Login | Users Online: 33985  
Home Print this page Email this page Small font sizeDefault font sizeIncrease font size   
Home | About us | Editorial board | Search | Ahead of print | Current Issue | Archives | Submit article | Instructions | Subscribe | Advertise | Contact us
 


 
Table of Contents
REVIEW ARTICLE
Year : 2014  |  Volume : 15  |  Issue : 3  |  Page : 74-76  

Cardioprotective effects of ghrelin in heart failure: From gut to heart


1 Department of Physiology, JNMC, Wardha, Maharashtra, India
2 The School of Health and Related Research, The University of Sheffield, United Kingdom
3 Vice Chancellor, Datta Meghe Institute of Medical Sciences, Wardha, Maharashtra, India

Date of Web Publication15-Nov-2014

Correspondence Address:
Mahalaqua Nazli Khatib
Department of Physiology, Datta Meghe Institute of Medical Sciences, Wardha, Maharashtra
India
Login to access the Email id

Source of Support: None, Conflict of Interest: None


DOI: 10.4103/1995-705X.144792

Rights and Permissions
   Abstract 

Chronic heart failure (CHF) is a major cause of morbidity and mortality.
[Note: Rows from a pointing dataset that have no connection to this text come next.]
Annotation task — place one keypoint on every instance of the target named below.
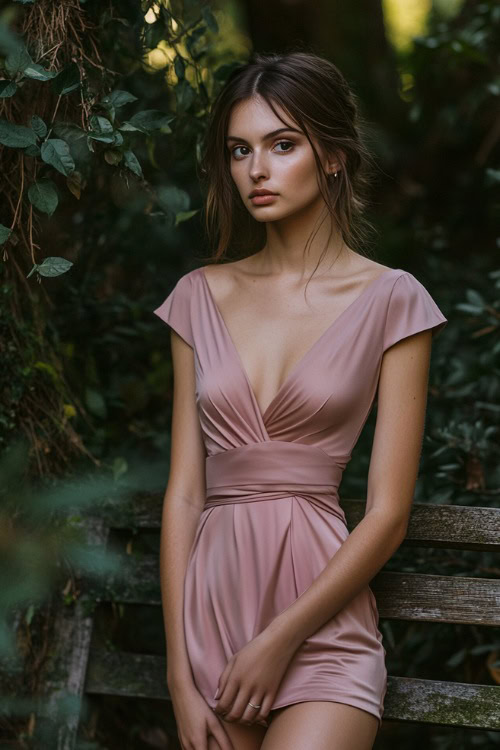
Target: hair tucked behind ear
(312, 92)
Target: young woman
(271, 625)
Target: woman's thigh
(242, 737)
(323, 725)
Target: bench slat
(449, 526)
(404, 596)
(408, 699)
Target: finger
(225, 705)
(266, 704)
(240, 710)
(221, 736)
Cardioprotective effects of ghrelin, especially in its acylated form have been demonstrated in heart failure (HF) models and exploratory human clinical studies. Hence, it has been proposed for the treatment of HF. However, the underlying mechanism of its protective effects against HF remains unclear. Future researches are needed to evaluate the efficacy of Ghrelin as a new biomarker and prognostic tool and for exploring its therapeutic potential in patients suffering from CHF.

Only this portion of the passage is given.